Clustering of torsion angles
Cluster analyses of torsion angles were carried according to the principles of the software package cluster4x [28]. In short, differences were calculated with respect to the average for each identified torsion angle across all participating datasets. Main chain torsion angle variation is much smaller than flexible side chain variation. To prevent highly flexible (but often uncorrelated) flexible side chain motion from dominating the clustering output, torsion angle values were normalised: the standard deviation of values for each analogous torsion angle was determined, and each torsion angle divided through by this standard deviation, thereby converting torsion angle deviations to Z-scores. A correlation matrix was generated by calculating correlation coefficients between each pair of data sets. Singular value decomposition (SVD) was applied to the resulting matrix and the three top axes of variation were plotted at rotation angles which clearly show the variation in the datasets. The graphical user interface allowed structures to be coloured by metadata categories with numerical values such as collection temperature or resolution. Marker types for structures were changed according to discrete metadata such as space group or point mutation, or series of related datasets were connected by lines.
Mapping motion back onto structure
A principle component of the cluster analysis corresponds to a combination of changes in each torsion angle.
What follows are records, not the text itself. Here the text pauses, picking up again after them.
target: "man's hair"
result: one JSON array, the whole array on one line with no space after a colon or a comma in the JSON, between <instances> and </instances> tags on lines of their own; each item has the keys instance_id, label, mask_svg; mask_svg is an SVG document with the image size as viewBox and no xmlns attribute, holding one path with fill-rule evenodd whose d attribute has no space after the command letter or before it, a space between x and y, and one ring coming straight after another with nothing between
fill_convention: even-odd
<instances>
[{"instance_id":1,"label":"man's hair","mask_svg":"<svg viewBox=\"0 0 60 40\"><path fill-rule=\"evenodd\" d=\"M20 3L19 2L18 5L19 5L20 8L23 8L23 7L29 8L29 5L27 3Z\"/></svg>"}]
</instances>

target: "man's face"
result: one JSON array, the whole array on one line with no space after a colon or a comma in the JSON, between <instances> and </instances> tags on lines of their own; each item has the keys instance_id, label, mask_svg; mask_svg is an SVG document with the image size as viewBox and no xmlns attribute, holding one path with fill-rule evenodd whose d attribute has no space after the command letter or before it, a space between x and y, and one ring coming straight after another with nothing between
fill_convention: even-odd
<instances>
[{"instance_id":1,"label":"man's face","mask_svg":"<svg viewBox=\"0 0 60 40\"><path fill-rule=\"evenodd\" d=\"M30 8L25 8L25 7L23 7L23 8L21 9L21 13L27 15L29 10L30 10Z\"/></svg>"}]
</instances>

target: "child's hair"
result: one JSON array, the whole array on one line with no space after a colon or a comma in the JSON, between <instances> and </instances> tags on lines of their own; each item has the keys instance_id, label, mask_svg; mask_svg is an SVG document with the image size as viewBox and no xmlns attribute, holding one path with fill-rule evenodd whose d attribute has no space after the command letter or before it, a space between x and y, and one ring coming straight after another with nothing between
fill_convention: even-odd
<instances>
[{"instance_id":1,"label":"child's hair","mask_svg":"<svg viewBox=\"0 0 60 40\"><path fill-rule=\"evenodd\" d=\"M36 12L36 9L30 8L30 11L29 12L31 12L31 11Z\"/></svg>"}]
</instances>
A scale factor was applied to bring the average magnitude in torsion angle change to 1°. These torsion angles were then added to the torsion angles of a reference structure (in this case, myoglobin dark structure) and an atomic coordinate structure calculated using the full set of torsion angles. The Kabsch algorithm [29] was used to superimpose the modified structure onto the unmodified reference structure.
5 Acknowledgements
Thank you to Dr Gianluca Santoni, Professor David Stuart, Dr Diana Monteiro, Dr Benjamin Krishna and Dr Helen Duyvesteyn for a critical reading through the manuscript, and to Dimitris Triandafillidis for proofreading, helpful discussions, test cases and bug reports.